To determine the ratio of velocities for a circular ring and a solid sphere rolling down an inclined plane without slipping, we apply the principle of mechanical energy conservation:

Conservation of Mechanical Energy:

$ k_i + U_i = k_f + U_f $

Initially (at the top), we have:

Initial kinetic energy, $k_i = 0$ (since they start from rest)

Initial potential energy, $U_i = Mgh$

Finally (at the bottom), we have:

Final potential energy, $U_f = 0$

Final kinetic energy, $k_f = \frac{1}{2}mv^2\left(1 + \frac{k^2}{R^2}\right)$

This gives:

$ Mgh = \frac{1}{2}mv^2\left(1 + \frac{k^2}{R^2}\right) $

Solving for the velocity $V$:

$ V = \sqrt{\frac{2gh}{1 + \frac{k^2}{R^2}}} $

Ratio of Velocities:

For the circular ring (moment of inertia $I = mR^2$), $\frac{k^2}{R^2} = 1$.

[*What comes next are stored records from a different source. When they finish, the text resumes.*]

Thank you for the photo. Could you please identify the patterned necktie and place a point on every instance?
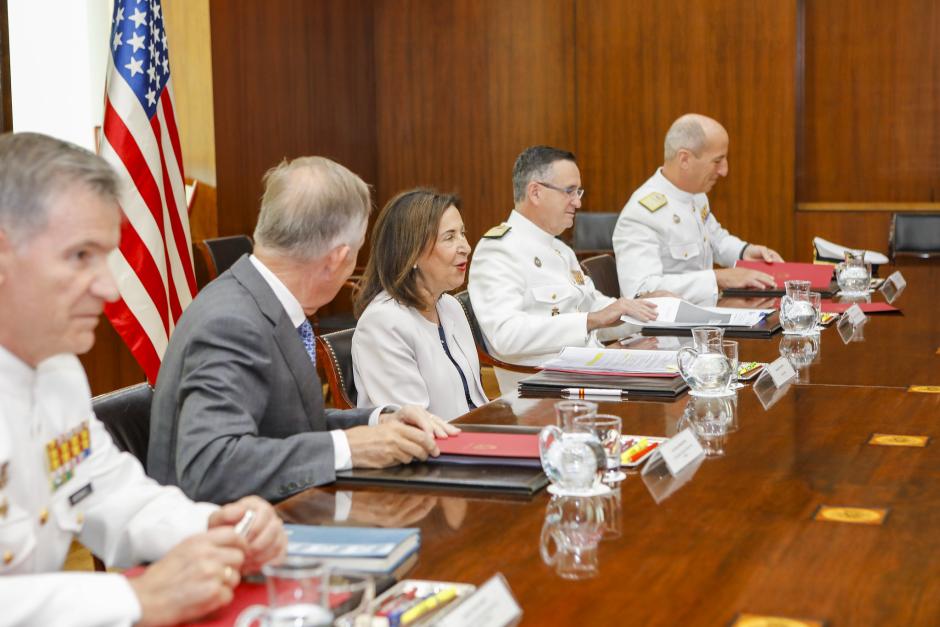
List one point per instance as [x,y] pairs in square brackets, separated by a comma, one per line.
[306,334]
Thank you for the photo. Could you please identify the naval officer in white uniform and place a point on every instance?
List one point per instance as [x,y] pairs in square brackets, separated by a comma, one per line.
[61,477]
[528,291]
[667,237]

For the solid sphere (moment of inertia $I = \frac{2}{5}mR^2$), $\frac{k^2}{R^2} = \frac{2}{5}$.

The ratio is:

$ \frac{V_{\text{Ring}}}{V_{\text{Solid Sphere}}} = \sqrt{\frac{1 + \frac{2}{5}}{1 + 1}} = \sqrt{\frac{7}{10}} $

Thus, $x = 3.5$. Rounding off, $x = 4$.